It looks as if Canada will slip out of the top six in CONCACAF when the new FIFA rankings come out later this month.

That means the Canadian men will have to maximize points from international windows in March and June and hope El Salvador stumbles in order to return to the top six – and gain a berth in the Hex, the most direct World Cup qualifying route in the region.

Canada moved up six spots to No. 69 – good for sixth spot in CONCACAF – after a historic 2-0 win over the U.S. on Oct. 15 in Toronto. But the 23rd-ranked Americans rallied for a 4-1 victory in the Nov. 15 rematch in Orlando – and then won League A Group A by defeating No. 179 Cuba 4-0 on Tuesday.

While the Canadians stumbled, No. 73 El Salvador blanked the 153rd-ranked Dominican Republic 2-0 and No. 189 Montserrat 1-0 – thanks to a 91st-minute goal – over the past week to win League B Group B. It was El Salvador’s fifth win in six CONCACAF Nations League outings.

Current Canada Soccer calculations have El Salvador vaulting over Canada to sixth spot in the region with 1,346 points and Canada dropping to seventh with 1,331. While the gap is just 15 points, it will likely be hard to bridge.

Honduras stands fifth (1,371 points). Curacao is eighth (1,318), followed by Panama (1,304) and Haiti (1,285). The next rankings are due out Nov. 28.

The top six in CONCACAF, which covers North and Central America and the Caribbean, in the June rankings will qualify for the Hex round of World Cup qualifying. From that, three teams will book their ticket to Qatar in 2022.

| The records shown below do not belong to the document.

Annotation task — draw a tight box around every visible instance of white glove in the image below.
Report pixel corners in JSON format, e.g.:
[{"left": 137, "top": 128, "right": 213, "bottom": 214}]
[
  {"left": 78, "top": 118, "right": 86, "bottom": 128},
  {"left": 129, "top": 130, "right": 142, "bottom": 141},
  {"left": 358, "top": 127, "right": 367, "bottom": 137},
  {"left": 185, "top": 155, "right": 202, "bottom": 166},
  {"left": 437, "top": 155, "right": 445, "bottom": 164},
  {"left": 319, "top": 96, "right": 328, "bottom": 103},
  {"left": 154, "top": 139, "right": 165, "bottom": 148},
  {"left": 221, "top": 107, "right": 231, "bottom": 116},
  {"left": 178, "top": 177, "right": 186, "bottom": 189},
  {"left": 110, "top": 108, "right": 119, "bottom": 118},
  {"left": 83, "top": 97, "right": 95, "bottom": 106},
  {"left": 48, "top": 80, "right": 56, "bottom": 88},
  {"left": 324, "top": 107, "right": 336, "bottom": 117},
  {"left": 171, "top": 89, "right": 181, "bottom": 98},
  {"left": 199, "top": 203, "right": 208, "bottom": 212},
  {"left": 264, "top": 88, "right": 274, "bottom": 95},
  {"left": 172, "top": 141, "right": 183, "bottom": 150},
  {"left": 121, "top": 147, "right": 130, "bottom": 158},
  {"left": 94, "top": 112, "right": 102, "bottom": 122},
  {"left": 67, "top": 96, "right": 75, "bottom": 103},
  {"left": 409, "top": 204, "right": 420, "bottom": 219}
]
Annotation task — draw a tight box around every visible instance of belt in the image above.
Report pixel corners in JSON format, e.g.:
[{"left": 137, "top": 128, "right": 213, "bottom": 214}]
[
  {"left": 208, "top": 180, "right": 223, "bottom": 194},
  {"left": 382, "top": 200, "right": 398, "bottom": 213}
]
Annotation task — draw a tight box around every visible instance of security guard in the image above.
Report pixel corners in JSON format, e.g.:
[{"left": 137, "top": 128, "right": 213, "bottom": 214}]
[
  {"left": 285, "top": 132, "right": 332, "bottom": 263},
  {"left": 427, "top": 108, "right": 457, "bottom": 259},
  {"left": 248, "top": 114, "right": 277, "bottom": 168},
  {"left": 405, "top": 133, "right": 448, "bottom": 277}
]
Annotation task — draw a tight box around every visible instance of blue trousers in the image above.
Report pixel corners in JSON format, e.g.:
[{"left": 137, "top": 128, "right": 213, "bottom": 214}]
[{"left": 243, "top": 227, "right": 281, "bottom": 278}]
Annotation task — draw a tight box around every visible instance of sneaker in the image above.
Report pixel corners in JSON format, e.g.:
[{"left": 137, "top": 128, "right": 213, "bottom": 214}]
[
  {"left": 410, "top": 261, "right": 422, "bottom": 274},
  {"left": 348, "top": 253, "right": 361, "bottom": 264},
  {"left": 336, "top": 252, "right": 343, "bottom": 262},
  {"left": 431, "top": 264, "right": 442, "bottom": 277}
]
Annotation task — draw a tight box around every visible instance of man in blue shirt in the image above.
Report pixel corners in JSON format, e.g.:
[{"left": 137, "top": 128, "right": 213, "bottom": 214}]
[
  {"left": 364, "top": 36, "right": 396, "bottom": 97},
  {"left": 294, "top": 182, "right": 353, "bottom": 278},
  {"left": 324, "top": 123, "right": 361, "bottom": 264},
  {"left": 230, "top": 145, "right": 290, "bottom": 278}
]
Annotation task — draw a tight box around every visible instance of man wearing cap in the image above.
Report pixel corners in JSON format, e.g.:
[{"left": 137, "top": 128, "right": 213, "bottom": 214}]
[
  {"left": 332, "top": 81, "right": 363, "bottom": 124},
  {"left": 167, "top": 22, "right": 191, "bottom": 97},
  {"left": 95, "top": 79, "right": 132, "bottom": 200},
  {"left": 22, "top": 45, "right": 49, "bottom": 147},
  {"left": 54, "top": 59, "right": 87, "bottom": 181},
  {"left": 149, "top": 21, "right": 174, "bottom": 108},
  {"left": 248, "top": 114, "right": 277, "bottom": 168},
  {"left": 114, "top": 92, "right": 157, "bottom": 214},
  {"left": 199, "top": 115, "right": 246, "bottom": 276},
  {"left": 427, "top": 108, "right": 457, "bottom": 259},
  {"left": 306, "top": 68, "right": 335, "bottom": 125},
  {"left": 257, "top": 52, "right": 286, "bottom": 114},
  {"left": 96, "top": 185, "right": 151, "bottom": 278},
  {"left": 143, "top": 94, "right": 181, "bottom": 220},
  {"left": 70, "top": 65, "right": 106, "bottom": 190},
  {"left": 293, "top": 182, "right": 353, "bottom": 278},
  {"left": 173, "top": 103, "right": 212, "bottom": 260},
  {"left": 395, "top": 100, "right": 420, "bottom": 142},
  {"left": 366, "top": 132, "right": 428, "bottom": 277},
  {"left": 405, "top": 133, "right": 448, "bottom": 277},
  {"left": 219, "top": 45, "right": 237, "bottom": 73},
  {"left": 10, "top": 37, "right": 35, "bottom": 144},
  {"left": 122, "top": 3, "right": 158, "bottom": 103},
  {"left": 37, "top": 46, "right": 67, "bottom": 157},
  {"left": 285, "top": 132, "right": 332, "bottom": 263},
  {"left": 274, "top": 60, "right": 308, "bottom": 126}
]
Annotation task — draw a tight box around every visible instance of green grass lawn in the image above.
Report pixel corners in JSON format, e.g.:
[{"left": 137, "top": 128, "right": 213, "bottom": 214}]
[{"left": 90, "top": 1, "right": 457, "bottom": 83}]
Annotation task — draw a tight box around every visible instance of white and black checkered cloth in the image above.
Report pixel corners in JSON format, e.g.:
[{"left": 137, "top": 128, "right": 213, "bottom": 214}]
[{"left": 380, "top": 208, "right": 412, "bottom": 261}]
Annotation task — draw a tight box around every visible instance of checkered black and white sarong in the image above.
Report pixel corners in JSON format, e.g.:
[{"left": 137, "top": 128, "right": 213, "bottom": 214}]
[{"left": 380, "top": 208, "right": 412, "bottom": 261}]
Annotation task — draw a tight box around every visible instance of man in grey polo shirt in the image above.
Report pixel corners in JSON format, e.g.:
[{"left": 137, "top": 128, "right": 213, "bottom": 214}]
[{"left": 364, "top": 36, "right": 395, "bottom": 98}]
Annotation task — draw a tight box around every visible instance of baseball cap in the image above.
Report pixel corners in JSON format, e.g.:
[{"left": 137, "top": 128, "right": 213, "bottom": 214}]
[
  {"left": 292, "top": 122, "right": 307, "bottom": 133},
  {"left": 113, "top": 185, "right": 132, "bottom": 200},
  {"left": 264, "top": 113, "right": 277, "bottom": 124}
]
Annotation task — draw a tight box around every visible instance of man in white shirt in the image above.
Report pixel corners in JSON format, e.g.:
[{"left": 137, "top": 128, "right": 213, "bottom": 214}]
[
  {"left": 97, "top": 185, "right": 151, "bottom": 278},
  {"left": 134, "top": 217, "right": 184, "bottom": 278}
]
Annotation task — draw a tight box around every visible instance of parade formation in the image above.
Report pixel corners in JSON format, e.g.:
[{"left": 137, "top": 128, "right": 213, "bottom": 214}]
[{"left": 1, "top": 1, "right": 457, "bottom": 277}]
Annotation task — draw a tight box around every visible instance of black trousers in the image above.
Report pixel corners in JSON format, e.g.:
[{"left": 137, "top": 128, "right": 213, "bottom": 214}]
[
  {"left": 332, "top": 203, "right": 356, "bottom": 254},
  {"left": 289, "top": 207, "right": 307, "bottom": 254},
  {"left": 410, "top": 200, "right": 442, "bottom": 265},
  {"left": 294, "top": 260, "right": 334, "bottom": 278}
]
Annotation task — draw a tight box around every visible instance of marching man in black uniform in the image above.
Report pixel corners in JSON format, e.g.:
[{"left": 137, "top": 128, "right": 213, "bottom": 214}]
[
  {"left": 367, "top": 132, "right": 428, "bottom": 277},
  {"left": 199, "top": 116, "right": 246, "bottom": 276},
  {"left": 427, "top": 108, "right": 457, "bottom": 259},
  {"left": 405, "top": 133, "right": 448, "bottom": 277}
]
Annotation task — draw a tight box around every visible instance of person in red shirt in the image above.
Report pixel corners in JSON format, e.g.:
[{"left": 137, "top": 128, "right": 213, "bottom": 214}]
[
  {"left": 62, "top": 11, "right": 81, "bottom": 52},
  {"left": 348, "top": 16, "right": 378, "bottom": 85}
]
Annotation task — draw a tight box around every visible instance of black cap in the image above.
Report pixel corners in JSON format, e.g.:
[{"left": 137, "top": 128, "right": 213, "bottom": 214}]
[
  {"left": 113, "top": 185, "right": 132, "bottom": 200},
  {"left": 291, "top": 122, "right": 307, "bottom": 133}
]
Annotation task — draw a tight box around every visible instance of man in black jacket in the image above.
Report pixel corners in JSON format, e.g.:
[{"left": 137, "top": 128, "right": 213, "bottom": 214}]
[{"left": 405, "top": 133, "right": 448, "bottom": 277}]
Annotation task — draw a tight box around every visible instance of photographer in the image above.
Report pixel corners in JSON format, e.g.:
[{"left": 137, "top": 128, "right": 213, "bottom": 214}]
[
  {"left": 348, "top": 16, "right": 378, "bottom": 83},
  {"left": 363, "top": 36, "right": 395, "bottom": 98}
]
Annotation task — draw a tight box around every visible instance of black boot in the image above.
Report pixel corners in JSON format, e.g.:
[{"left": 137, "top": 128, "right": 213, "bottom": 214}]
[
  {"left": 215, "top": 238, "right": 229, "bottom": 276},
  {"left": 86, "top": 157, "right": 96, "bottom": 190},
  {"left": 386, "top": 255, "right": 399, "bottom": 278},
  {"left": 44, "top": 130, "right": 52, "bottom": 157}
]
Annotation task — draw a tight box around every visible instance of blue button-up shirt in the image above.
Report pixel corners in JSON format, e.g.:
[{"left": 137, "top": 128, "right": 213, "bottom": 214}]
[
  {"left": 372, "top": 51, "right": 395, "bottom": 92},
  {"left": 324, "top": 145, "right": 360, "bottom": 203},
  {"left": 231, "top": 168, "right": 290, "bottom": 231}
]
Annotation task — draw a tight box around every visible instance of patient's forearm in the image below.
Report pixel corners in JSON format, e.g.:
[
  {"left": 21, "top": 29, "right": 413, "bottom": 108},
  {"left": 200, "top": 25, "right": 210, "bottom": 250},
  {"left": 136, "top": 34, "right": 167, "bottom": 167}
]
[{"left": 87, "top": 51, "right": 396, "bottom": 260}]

Teams ranked seven through 35th in the region will have to slog it out in a separate qualifying bracket, with the last team standing moving on to face the fourth-placed Hex team to determine who advances to an intercontinental World Cup qualifying playoff.

“We’ve got to be optimistic. … We’ve left it to the gods, the football gods, to some degree,” Canada coach John Herdman said after the U.S. loss earlier this month. “But we’re going to keep pushing at it and I think our luck’s going to come our way. It’ll come for Canada. We’re going to have to make our luck maybe in the March FIFA window and then in the June window. I mean that’s reality, to pick up the FIFA rankings points.”

Herdman said his team will learn from the U.S. loss.

“For Canada, we missed a big opportunity. I’ve got to own up to that. We missed a big chance tonight,” he said in his postgame news conference in Orlando. “We know we’ve got the quality because in periods we show we’re competing with one of the best teams in CONCACAF.”

Canada’s first job is finding suitable opponents.

“We knew that March window was going to be important. … The big question is who wants to play Canada in that window?” Herdman said in Orlando. “We’ve been working hard behind the scenes to make sure that we’ve got these teams lined up that can give us a range of points that are realistic for us based on where we’re at on our journey.”

“As an organization, we’ll be … doing whatever we can to go to the Hex,” he added.

Canada can play two matches in each international window, as long as both are in the same region. It can also schedule matches outside the FIFA windows, but such games are worth half the ranking points.